Le Conseil d’État valaisan émet de sérieuses réserves relativement à l’art. 6, car les conséquences seraient importantes au plan social, financier et dans le domaine du cahier des charges des enseignants :

a. Les enseignants doivent en effet être essentiellement assignés aux tâches d’enseignement.

b. D’autre part, la mise en place de structures d’accueil de jour serait obligatoire afin de ne pas rendre plus complexe encore l’organisation de la vie familiale

c. Ces structures d’accueil permettraient certes d’éviter de laisser sans encadrement une partie de la population scolaire déjà défavorisée, mais elles alourdiraient considérablement la charge financière de nombreuses familles.

d. Enfin, dans un canton aussi étendu géographiquement que le Valais, leur mise en place se révélerait aussi difficile que coûteuse pour les collectivités aussi.

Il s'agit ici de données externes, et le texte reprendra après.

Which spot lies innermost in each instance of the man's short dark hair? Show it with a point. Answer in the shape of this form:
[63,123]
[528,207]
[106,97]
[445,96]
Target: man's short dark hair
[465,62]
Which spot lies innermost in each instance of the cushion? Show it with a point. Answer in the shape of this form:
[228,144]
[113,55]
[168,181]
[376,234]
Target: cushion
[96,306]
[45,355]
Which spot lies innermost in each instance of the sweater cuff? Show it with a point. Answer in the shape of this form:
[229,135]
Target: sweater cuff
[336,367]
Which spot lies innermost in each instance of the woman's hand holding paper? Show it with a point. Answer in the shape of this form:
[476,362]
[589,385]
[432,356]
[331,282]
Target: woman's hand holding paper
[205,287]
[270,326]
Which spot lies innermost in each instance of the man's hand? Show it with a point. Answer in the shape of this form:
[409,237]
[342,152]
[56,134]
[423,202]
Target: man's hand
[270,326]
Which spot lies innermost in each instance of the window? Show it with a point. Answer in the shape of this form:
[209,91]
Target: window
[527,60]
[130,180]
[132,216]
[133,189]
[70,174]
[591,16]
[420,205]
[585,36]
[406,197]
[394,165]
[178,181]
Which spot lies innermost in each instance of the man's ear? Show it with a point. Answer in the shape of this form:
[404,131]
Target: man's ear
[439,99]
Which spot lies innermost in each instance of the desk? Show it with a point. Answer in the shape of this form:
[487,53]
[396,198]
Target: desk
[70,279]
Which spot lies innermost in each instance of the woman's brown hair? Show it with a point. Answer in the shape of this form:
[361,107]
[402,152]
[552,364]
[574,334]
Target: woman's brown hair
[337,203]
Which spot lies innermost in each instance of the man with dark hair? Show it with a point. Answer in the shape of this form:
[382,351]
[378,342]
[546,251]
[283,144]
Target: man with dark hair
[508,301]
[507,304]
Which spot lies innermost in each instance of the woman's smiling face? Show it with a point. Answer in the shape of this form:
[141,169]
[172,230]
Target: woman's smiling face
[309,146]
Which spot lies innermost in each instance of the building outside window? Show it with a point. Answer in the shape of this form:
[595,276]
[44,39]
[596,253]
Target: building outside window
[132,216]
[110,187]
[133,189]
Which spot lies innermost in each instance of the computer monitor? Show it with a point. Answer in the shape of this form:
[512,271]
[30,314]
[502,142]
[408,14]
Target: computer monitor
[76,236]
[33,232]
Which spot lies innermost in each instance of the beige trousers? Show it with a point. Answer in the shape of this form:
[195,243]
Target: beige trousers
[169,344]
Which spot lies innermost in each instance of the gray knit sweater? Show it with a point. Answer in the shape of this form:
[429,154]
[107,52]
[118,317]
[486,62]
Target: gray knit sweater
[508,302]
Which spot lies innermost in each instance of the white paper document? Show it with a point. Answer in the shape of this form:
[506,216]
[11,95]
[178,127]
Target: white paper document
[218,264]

Par conséquent, le Gouvernement valaisan propose de trouver une formulation beaucoup moins contraignante, responsabilisant d’abord les familles.

Harmos
Ils ont dit…

Nouvelliste, mai 2009, Jean-François Lovey :

Structures d’accueil. «Nous souhaitons une harmonisation des horaires scolaires», déclare Jean-François Lovey qui constate que «les réguliers décalages, selon les degrés scolaires, des débuts de matinée et des fins de journée» rendent l’organisation de certaines familles très compliquées. «C’est à l’école d’assumer l’accueil. La priorité est de créer une harmonie pour l’enfant. On doit penser l’horaire en fonction de l’intérêt des enfants».

Jean-Luc Addor – chef du groupe UDC (6 contre 104 à refuser)

Si nous nous opposons à ces formes d’harmonisation scolaire, c’est aussi parce qu’elles marquent une emprise toujours plus grande de l’Etat sur les enfants, au détriment de cette cellule de base de notre société qu’est la famille. Et pourtant, comme notre loi sur l’instruction publique le rappelle opportunément, l’école n’a, par rapport à la famille, dont c’est une compétence primaire, qu’un rôle secondaire dans l’instruction et l’éducation des enfants. Or, justement, HarmoS accapare, plus encore qu’aujourd’hui, nos enfants au détriment de la famille, et cela de deux manières au moins que nous ne pouvons pas accepter, 

– d’abord en abaissant à 4 ans le début de la scolarité obligatoire (alors qu’aujourd’hui, en Valais, l’école enfantine est facultative)

– et également en privilégiant (doux euphémisme) la formule des horaires blocs et son corollaire, la mise en place de structures de jour par ailleurs fort coûteuses dans lesquelles l’Etat encadrera nos enfants à des moments où, aujourd’hui, beaucoup d’entre eux sont avec leur famille (par exemple durant le temps de midi).